UTS is blaming caps on international students (which didn’t happen, in fact their student load grew) and something about Covid and maybe something else government thought about doing but didn’t. This leaves everyone scratching heads over explanations for painful, frightening and disruptive decisions that make no sense.
Again, I can’t be sure why this is the case, but I can imagine a few things:
It could be managerial solidarity. Blaming the previous vice-chancellor, who now leads another university, for staff cuts could be a boss taboo.
It could be arse covering. Perhaps some of the bosses there now were part of the team eight years ago.
It might be about holding trust with the governance body, who could still have many of same members as when they did the $300M swaps-for-bond switcharoo.
It could also be just a blanket policy that when management has to do something terrible (staff cuts mostly) it is always someone else’s fault. Government. Covid. The big-four consultancy report.
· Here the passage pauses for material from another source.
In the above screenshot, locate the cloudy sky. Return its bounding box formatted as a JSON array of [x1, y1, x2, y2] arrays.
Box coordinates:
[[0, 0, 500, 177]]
It might be worth a look through all the other annual reports of universities threatening cuts to have a think about the levels of debt that university bosses have accrued. These annual reports are required for transparency, but when reading them, one is tempted to suggest that transparency is not quite what they are out to achieve.
Certainly, lying about the source of a budget deficit is not transparent management of a public institution. We can’t know for sure, but if that is what university leaders are doing, there needs to be very serious consequences.
F*cking (managerial) capitalism.
Much of it likely went on this ridiculous Davos thing (not unlike going to the moon, actually) https://www.afr.com/policy/health-and-education/cash-strapped-anu-splurged-80k-on-davos-party-20250512-p5lyf7 ““Hosting the Australia in Davos reception … [was] to promote the university’s mission, connect with alumni and showcase Australian wine and hospitality,” notes with the FOI said.” Just not the mission to teach, or do research, I suppose.
This was edited to 275 to correct from a typo that read 2.985M, which is clearly not actually close to 300. Soz.
Changes might include the cost of credit, WFH, global trade and deglobalisation, the international student market and the rewards of higher education.
Nice one Hannah. I prefer to think of the modern ANU as a grand experiment in how many drones can be supported by the hive without the whole thing falling over. It will make a terrific subject for a future blog post.
The whole idea of universities as quasi-private state-created and federally-funded universities is a recipe for managerial corruption. Unlike private sector CEOs or public servants, university managers (we shouldn't grant to them the claim that they are "the university") are answerable to nobody except a rubber-stamp council. Of course they find reasons to pay themselves a fortune.